Fico confortável para explanar o comentário, pois nem a concessionária, nem a espelho existem mais.
Em que pese o reconhecimento da importância da competição, que é a força motriz para o desenvolvimento do mercado, quero chamar atenção para palavra usuário.
O consumidor de telecomunicações nasceu como usuário. Com uma assessoria subordinada diretamente ao presidente da Anatel.
Logo no começo da sua atuação (1998), a Anatel instalou sua central de atendimento telefônico. Naquele momento, voltado para esclarecimento dos direitos dos usuários, pois tudo era muito incipiente.
A conceituação como usuários dos serviços de telecomunicações vis-à-vis consumidor, pode parecer frugal nos dias de hoje, mas foi objeto de intensos e acalorados debates no setor. A empresas de telecomunicações não queriam que fossem caracterizadas relações de consumo.
Cada serviço de telecomunicações tinha seu regulamento próprio e cada regulamento listava os direitos dos usuários.
Em 2013, com o novo regimento interno da Anatel, os usuários são empoderados e ganham uma superintendência para “chamar de sua”. Com a superintendência de relações com os consumidores, finalmente os usuários dos serviços de telecomunicações passam a ser tratados como consumidores e começam a ganhar protagonismo.
Em 2014, a Anatel aprovou o regulamento geral de Direitos do Consumidor de Serviços de Telecomunicações – RGC. Finalmente, os direitos dos consumidores dos diversos serviços são padronizados e agrupados em mesmo regulamento.
O setor de telecomunicações passou a ter seu código de defesa do consumidor. Opa, será? Não! O Código de Defesa do Consumidor é único. Vamos dizer que o RGC apenas traduziu o CDC em linguagem do setor de telecomunicações.

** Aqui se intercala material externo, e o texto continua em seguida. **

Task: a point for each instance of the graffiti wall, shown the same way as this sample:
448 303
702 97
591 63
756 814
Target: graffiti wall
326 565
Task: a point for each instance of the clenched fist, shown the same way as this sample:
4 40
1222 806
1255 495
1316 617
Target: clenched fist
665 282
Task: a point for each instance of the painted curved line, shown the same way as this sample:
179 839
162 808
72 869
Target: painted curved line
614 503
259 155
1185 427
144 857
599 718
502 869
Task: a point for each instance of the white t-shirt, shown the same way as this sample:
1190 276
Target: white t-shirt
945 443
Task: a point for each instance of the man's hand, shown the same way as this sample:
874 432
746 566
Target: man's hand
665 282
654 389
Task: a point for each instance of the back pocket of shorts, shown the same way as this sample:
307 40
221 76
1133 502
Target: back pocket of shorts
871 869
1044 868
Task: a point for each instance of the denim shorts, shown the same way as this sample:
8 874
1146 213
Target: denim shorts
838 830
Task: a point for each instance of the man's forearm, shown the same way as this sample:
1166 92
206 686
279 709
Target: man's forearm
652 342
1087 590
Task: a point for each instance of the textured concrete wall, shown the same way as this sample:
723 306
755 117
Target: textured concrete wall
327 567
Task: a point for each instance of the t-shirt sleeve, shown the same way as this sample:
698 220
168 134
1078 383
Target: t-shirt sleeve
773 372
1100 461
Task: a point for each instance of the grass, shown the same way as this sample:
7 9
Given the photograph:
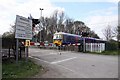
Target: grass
21 70
110 52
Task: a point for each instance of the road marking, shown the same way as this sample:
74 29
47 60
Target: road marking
62 60
39 59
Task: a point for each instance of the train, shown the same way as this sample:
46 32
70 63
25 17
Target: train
84 43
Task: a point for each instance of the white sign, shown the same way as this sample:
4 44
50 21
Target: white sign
23 28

Na sequência, a Anatel cria o Portal do Consumidor , que agrega regulamentação sobre os diretos e canais para reclamações dos consumidores. Na esteira dessas evoluções, a quantidade de reclamações na Anatel é reduzida de quatro para três milhões. Portanto, um milhão de reclamações a menos.
A quantidade de reclamaç1ões pode parecer elevada em termos absolutos, mas quando relativizamos pela base de 315 milhões é até pequena. Ou seja, as reclamações na Anatel giram em torno de cerca de 1% da base de contratos dos serviços de telecomunicações.

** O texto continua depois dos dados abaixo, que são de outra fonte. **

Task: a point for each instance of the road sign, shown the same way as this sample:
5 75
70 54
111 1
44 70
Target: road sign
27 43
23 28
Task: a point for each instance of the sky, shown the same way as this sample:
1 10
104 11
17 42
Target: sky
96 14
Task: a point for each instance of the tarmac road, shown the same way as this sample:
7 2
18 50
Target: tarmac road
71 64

Por outro lado, é importante destacar que análise qualitativa das reclamações revela que os problemas são relativamente simples e uma melhora incremental no atendimento das prestadoras pode gerar uma grande melhora na percepção da prestação dos serviços por parte dos consumidores.
Por fim, é importante destacar que o caminho para o desenvolvimento do setor de telecomunicações é colocar o consumidor no centro da regulação. O consumidor é a razão de ser da prestação dos serviços. Cada vez mais é necessário buscar uma regulação que dê transparência e fluidez para as relações de consumo.
No lugar de impor obrigações às prestadoras de serviços de telecomunicações, é preciso que o consumidor consiga comparar de forma simples e inteligível as ofertas, a qualidade e preços ofertados. Sendo possível uma fácil migração para o prestador e serviço que ele consumidor escolher, a facilidade na portabilidade é um grande estímulo a competição. Essa é a fórmula que impulsionará com mais força o desenvolvimento do setor de telecomunicações.